Do you know who your “ideal” clients are – the most profitable, loyal, and enjoyable types who give referrals, and share your values? A handful of these is worth more than a bucket-load of low-value, big-hassle, clients.

“Our marketing isn’t getting the results we’d like”

Your advertising and marketing is costing you, but not pulling in much business. The low ROI is disappointing and frustrating. You want to be smart with your resources, so you’re looking for more bang for your buck.

You’re open-minded enough to try the latest tactics like social media and digital marketing, but they’re not living up to the ‘buzz’ you were seduced with. It can be overwhelming to try to keep up with all this, and stay on top of everyday business. You’d prefer to ‘stick with your knitting’.

Blowing your trumpet harder or pushing your products more into prospects’ faces may be tempting, but it won’t cut it. A hard sell puts people off, as you’ll probably know from being on the receiving end! It kills trust because they only seem to care about getting your money; not listening to your needs and helping you reach your goals.

People want to be communicated with, not sold to. 

It’s like when you need urgent help for a clogged sewer drain, and you look in the Yellow Pages or Google for a plumber. All you can see in big letters is “Bill’s Plumbing Services” or “Ted’s Plumbing Services” but then finally you see “Clogged drains – 2 hour response or it’s free”. Finally someone is meeting you where you’re at, so now you’re actually interested in their name.

It’s also like election campaigns where you see a whole lot of signs that seem to say “pick me pick me, I want the status and power”. It doesn’t work. You want to know what they’re going to do for the city, with credible evidence that they can actually deliver some value.

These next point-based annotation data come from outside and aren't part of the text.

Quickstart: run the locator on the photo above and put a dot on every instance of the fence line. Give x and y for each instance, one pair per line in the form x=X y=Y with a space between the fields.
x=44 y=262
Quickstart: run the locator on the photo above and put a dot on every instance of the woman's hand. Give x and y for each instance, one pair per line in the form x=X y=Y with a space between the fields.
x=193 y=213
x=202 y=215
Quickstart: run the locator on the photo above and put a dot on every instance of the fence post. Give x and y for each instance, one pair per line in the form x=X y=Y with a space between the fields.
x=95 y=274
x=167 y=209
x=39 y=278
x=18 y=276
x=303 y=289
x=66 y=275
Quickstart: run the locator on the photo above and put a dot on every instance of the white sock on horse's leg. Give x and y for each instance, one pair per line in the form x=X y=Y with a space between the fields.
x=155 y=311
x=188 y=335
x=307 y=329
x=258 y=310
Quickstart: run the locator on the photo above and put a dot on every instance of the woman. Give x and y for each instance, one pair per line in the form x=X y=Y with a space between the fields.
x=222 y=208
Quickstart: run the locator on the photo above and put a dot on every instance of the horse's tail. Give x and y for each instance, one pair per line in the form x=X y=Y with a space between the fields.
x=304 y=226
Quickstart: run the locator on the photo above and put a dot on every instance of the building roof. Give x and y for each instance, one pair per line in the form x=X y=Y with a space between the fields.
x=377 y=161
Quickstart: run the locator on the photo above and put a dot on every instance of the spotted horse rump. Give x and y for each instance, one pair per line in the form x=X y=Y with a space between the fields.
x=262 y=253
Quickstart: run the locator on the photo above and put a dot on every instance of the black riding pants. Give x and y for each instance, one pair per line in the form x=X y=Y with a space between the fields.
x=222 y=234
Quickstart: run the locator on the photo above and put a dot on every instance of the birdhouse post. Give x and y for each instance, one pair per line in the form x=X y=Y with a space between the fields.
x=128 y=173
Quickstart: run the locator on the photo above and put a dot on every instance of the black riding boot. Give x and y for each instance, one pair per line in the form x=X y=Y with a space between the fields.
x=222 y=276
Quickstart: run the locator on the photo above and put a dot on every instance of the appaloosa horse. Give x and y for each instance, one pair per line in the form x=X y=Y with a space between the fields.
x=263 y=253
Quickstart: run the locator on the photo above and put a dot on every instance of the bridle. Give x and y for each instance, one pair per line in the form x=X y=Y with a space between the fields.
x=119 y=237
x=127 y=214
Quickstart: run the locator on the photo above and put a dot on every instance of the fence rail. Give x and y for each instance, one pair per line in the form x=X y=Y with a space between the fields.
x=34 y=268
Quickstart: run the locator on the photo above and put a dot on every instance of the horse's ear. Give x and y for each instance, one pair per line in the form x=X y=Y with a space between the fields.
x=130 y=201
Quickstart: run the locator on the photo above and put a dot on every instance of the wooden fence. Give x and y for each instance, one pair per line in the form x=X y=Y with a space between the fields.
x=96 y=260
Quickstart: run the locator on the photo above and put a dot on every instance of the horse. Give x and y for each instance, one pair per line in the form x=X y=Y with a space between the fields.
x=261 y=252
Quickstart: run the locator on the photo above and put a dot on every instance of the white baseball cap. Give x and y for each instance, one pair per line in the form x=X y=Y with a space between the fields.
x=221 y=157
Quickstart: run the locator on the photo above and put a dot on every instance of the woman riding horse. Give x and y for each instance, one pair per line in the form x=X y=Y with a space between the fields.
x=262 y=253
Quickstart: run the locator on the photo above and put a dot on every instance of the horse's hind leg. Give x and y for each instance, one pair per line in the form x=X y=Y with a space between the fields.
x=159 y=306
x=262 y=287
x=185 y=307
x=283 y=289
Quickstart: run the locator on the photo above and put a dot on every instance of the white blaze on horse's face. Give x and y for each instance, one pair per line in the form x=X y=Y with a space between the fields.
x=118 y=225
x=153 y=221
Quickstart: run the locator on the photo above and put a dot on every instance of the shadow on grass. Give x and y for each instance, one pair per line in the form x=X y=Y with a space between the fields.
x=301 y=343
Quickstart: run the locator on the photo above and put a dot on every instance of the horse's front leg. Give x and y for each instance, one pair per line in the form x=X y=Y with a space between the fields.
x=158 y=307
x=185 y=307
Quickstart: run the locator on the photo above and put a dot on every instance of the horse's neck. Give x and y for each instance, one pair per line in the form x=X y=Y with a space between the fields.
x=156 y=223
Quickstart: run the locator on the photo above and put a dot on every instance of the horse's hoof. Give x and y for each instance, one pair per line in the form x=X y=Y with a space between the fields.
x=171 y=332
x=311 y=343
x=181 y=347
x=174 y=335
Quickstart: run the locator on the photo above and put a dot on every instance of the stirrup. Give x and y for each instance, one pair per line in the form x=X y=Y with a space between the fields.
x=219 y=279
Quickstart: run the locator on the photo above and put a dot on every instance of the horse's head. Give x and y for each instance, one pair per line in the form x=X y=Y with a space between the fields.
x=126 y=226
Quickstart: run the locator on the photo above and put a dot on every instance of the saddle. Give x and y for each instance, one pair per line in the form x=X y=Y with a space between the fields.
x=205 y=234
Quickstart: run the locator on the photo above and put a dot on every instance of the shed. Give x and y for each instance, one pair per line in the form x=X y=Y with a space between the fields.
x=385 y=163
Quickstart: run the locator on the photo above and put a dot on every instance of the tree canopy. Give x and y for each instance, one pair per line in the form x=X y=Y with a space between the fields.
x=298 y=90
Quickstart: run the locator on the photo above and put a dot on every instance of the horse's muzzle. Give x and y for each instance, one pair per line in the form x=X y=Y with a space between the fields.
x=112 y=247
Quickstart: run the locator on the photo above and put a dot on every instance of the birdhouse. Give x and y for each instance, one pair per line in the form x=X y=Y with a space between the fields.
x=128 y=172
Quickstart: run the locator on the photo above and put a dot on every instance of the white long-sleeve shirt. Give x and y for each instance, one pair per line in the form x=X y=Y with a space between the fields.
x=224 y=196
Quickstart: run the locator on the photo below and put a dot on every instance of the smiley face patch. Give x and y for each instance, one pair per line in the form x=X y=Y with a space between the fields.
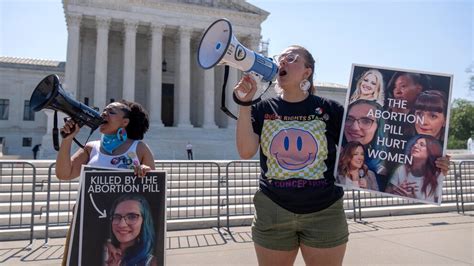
x=294 y=149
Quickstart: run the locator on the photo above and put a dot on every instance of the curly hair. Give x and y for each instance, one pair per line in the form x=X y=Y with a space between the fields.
x=431 y=172
x=346 y=157
x=139 y=122
x=309 y=62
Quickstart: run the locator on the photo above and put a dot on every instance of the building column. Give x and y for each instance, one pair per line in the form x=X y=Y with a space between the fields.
x=128 y=92
x=101 y=55
x=184 y=98
x=254 y=43
x=209 y=89
x=154 y=99
x=231 y=105
x=73 y=45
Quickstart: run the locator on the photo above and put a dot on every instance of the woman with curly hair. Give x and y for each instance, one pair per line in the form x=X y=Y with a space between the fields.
x=421 y=178
x=120 y=146
x=352 y=171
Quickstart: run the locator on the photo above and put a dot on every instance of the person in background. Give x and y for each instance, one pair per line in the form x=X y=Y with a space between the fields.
x=470 y=143
x=36 y=150
x=189 y=150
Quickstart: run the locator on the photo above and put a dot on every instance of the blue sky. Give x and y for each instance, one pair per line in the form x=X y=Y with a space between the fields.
x=435 y=36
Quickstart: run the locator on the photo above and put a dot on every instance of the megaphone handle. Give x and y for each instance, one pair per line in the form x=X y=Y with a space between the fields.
x=239 y=102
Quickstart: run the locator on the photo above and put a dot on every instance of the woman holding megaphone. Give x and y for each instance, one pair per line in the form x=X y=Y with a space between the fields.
x=125 y=124
x=297 y=206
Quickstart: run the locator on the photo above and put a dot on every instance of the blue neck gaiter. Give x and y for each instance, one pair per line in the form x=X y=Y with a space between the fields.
x=111 y=142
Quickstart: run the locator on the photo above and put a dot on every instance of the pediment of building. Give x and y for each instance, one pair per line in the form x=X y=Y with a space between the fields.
x=192 y=7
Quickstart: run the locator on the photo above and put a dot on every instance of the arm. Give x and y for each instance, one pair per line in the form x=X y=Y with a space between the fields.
x=145 y=156
x=443 y=164
x=70 y=167
x=247 y=141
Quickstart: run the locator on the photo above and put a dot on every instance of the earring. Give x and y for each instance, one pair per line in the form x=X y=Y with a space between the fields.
x=122 y=134
x=278 y=90
x=304 y=85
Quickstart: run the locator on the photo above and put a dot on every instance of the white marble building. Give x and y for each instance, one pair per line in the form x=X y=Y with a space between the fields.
x=146 y=50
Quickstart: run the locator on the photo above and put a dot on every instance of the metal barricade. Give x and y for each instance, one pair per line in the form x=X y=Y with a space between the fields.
x=466 y=184
x=194 y=190
x=61 y=199
x=241 y=184
x=17 y=183
x=367 y=200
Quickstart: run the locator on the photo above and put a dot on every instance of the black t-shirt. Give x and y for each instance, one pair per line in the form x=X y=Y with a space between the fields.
x=298 y=151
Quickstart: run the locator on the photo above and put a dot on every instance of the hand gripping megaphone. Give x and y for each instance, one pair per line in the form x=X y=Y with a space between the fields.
x=49 y=94
x=219 y=46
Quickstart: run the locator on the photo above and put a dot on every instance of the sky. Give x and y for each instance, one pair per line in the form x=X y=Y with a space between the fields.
x=425 y=35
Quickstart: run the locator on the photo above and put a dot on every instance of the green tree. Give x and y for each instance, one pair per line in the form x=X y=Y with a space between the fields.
x=461 y=123
x=470 y=81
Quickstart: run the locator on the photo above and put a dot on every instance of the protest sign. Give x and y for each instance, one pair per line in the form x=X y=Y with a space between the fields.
x=395 y=125
x=122 y=218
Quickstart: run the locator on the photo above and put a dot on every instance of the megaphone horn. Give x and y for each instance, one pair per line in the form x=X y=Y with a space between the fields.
x=219 y=46
x=49 y=94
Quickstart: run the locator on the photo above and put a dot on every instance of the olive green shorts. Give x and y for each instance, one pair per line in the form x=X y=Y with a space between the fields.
x=276 y=228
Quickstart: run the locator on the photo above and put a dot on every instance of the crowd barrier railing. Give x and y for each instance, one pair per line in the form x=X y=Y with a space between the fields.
x=196 y=190
x=466 y=184
x=18 y=186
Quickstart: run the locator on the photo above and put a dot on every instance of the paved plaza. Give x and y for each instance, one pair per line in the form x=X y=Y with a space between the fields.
x=427 y=239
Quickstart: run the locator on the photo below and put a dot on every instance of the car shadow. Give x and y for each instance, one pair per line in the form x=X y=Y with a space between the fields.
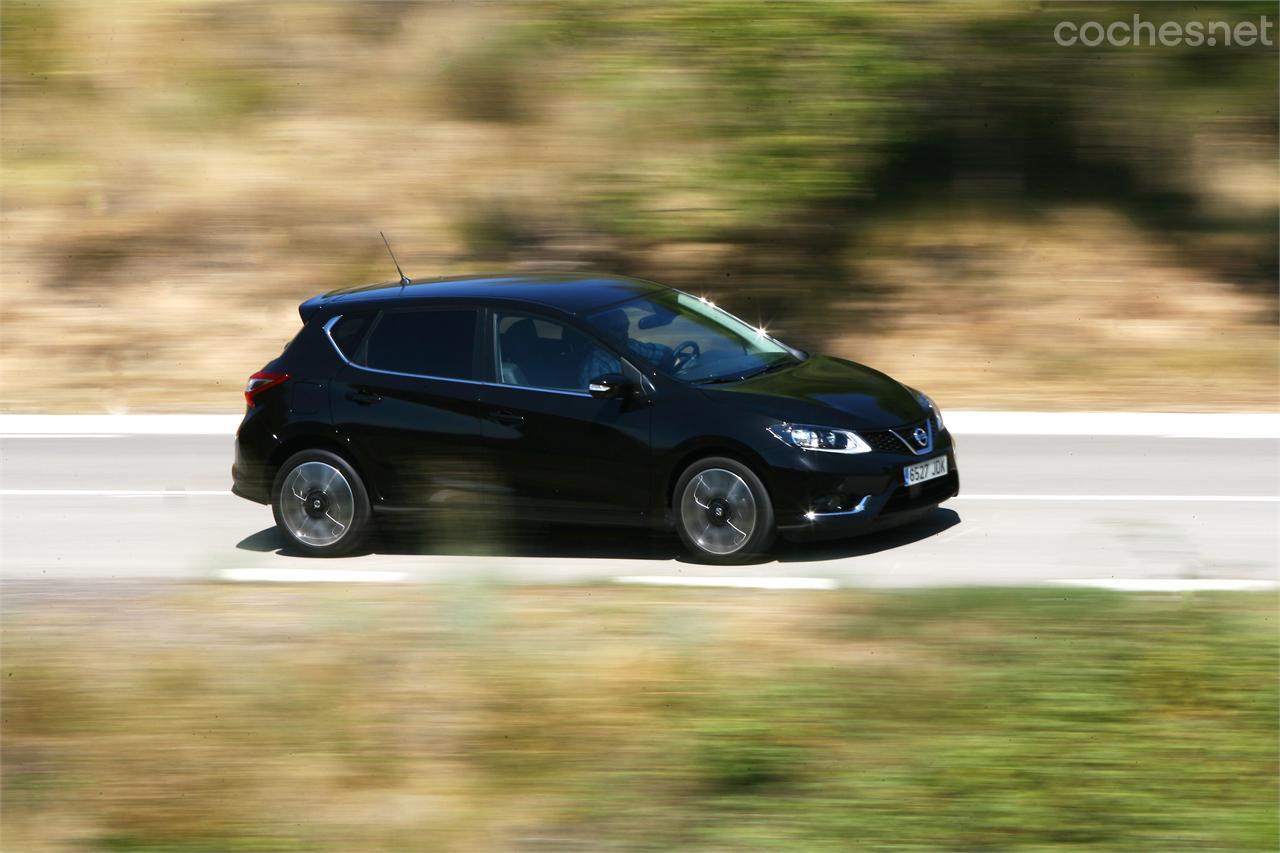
x=615 y=543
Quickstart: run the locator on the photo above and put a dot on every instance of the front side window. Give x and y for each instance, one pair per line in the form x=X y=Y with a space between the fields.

“Can the market see our full value?”

In the 1800s, the Schlitz beer company was in trouble, lagging behind at 8th place in the U.S. market. They employed Claude Hopkins, a famous pioneering copywriter who was a bit out-of-the-box, to write some ads for them. He asked for a tour of the brewery and was amazed at what he discovered – things that were just everyday routine for the company… 

– 4,000 foot deep artesian wells providing the purest water available; a mother yeast cell that came out of 1,200 experiments to yield the robust flavor; filtered air in production rooms to cool the beer without impurities getting in; pumps and pipes cleaned twice daily; and every bottle sterilized four times before filling with beer.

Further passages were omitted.